Anche Stefano Ferrero (Mouv’) ha invocato le urne: “La frequentazione dei politici con certi personaggi è inammissibile, inaccettabile, per una democrazia. Nessuno vuole crocifiggere nessuno, ma oggi si confrontano due visioni politiche contrapposte: una ha portato al disastro attuale, l’altra appartiene a persone che sono state derise per aver denunciato certi metodi. In Valle d’Aosta tutti sono i benvenuti, ma se qualcuno arriva per delinquere deve andarsene immediatamente, e non è una questione etnica. Le elezioni sono indispensabili, ma non risolveranno l’inquinamento della politica valdostana e del contagio ‘ndranghetista”.
Daria Pulz (Adu) “il voto di scambio è un atto di prostituzione, che può facilmente attecchire in politica se il politico non ha un rigore deontologico personale e il suo partito non lo supporta abbastanza. Ci sono comportamenti inopportuni da evitare e i politici non possono far finta di non conoscere certi ambienti, così come non bisogna farsi prendere dalla voglia di compiacere. Qui è una questione di libertà, che per me è un valore assoluto”.
Giovanni Barocco (Uv) ha posto l’accento “sulle dimissioni dei Consiglieri di maggioranza, un gesto che oggi appare scontato, ma che invece va messo in evidenza per il suo valore”. “L’onore delle armi – ha aggiunto – non lo concedo invece al Presidente Fosson e a lui rivolgo queste parole: non è così che si fa, torni a bordo, si assuma le sue responsabilità e affronti la situazione mettendoci politicamente la faccia. L’Uv non ha paura delle elezioni, ma prima mettiamo in sicurezza il bilancio: lo dobbiamo alla nostra comunità”.

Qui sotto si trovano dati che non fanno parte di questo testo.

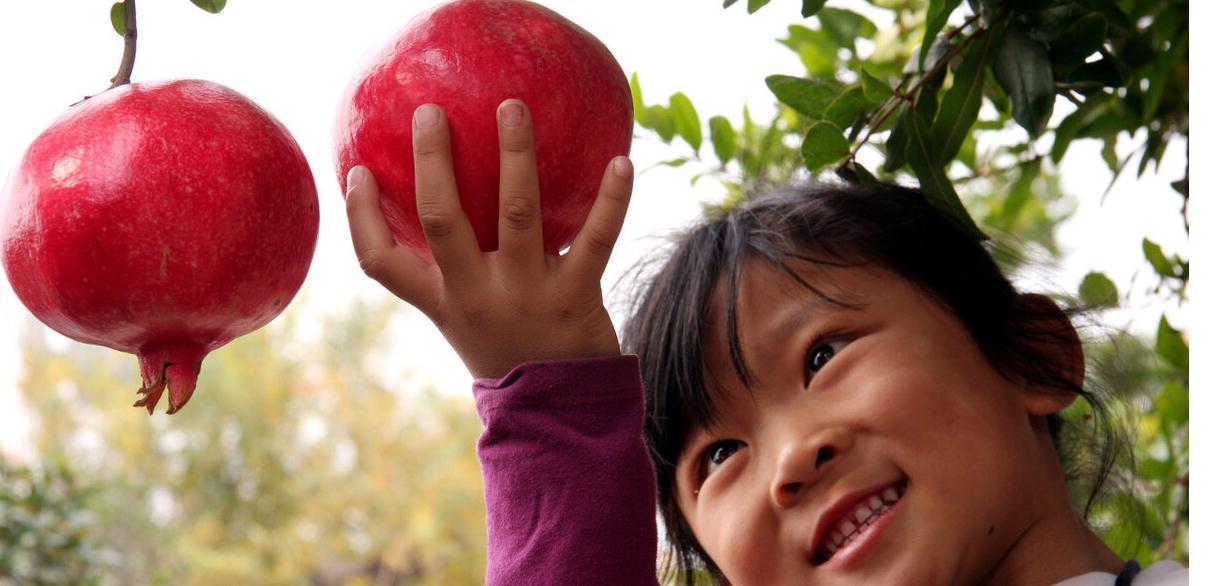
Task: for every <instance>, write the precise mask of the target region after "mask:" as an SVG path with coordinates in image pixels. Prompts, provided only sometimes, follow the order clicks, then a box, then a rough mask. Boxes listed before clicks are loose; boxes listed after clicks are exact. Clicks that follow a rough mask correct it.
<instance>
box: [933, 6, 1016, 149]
mask: <svg viewBox="0 0 1213 586" xmlns="http://www.w3.org/2000/svg"><path fill="white" fill-rule="evenodd" d="M998 34H1000V29H995V30H990V32H989V33H986V34H985V35H984V36H981V38H980V39H978V40H976V41H975V42H974V44H973V45H970V46H969V49H968V51H967V52H966V53H964V61H963V62H962V63H961V67H959V69H957V70H956V75H955V76H953V78H952V89H951V90H949V91H947V93H945V95H944V101H943V102H941V103H940V106H939V113H938V114H936V115H935V121H934V125H933V126H932V130H930V135H932V136H930V142H932V144H933V146H934V148H935V149H936V150H935V163H936V164H939V165H944V166H945V167H946V165H947V163H949V161H951V160H952V159H955V158H956V154H957V153H958V152H959V150H961V146H962V144H963V143H964V138H966V137H967V136H968V135H969V131H970V130H972V127H973V123H974V121H976V119H978V110H980V109H981V99H983V85H984V83H985V70H986V67H987V66H989V64H990V62H991V61H992V59H993V56H995V52H996V47H997V46H998V44H997V42H996V41H997V36H998Z"/></svg>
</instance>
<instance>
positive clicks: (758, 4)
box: [746, 0, 770, 15]
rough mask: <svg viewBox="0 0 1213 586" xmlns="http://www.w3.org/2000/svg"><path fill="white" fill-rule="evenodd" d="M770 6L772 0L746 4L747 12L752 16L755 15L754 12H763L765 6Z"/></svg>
mask: <svg viewBox="0 0 1213 586" xmlns="http://www.w3.org/2000/svg"><path fill="white" fill-rule="evenodd" d="M768 4H770V0H748V1H747V2H746V10H747V11H748V12H750V13H751V15H753V13H754V12H758V10H761V8H762V7H763V6H767V5H768Z"/></svg>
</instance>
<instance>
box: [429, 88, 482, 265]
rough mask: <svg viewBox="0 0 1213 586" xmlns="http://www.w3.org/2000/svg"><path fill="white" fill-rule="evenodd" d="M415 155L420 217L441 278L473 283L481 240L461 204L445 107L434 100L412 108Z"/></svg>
mask: <svg viewBox="0 0 1213 586" xmlns="http://www.w3.org/2000/svg"><path fill="white" fill-rule="evenodd" d="M412 161H414V169H415V172H416V189H417V218H418V220H420V221H421V228H422V231H423V232H425V233H426V241H428V243H429V250H431V252H433V255H434V261H435V262H437V263H438V268H439V269H440V271H442V273H443V280H444V281H446V284H448V285H449V286H455V288H461V286H468V285H474V283H475V274H478V267H479V264H480V263H482V262H483V260H482V256H480V246H479V245H478V244H477V241H475V233H474V232H472V224H471V223H468V221H467V216H466V215H463V207H462V206H461V205H460V200H459V189H457V188H456V186H455V166H454V163H452V161H451V143H450V127H449V126H448V123H446V116H445V115H444V114H443V110H442V109H440V108H438V107H437V106H434V104H423V106H421V107H420V108H417V110H416V112H415V113H414V116H412Z"/></svg>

“Non avremmo mai pensato che anche la Valle d’Aosta – ha dichiarato Pierluigi Marquis (Stella alpina) – potesse essere toccata da situazioni come questa, che spesso vediamo a livello nazionale. Sicuramente siamo di fronte a una fase embrionale, e le dimissioni dei nostri colleghi non sono scontate: è un gesto importante, che testimonia la volontà di salvaguardare l’istituzione e di permetterci di lavorare. Si è attivato quel ‘frullatore mediatico’ che sembra aver già concluso il processo ed espresso una condanna definitiva”.
Per Patrizia Morelli (Alliance valdotaine) “al di là dei sentimenti di amarezza, di sconcerto, vi è il dovere di affrontare la situazione con senso di responsabilità e con coerenza rispetto al mandato politico assunto. Ogni persona coinvolta avrà tempo e modo di difendersi nelle sedi competenti, ma oggi le istituzioni vanno protette perché il quadro che emerge è grave e certi metodi devono essere condannati e combattuti fermamente da parte di tutti”.
Infine Chiara Minelli (Rete civica): “La questione non è solo giudiziaria, è culturale e politica. Politica perché il sistema di regole e norme, di istituzioni e strutture pubbliche si scopre fragile in particolare per il sistema elettorale che permette ribaltoni e instabilità; culturale perché non possiamo rilevare che un certo modo di far politica, quello del ‘fine che giustifica i mezzi’ ha reso nebuloso il nostro operare agli occhi dei cittadini. Questa indagine è dunque un bene, un punto di svolta radicale e drammatico ma salutare, a patto di coglierne la responsabilità che ne deriva”.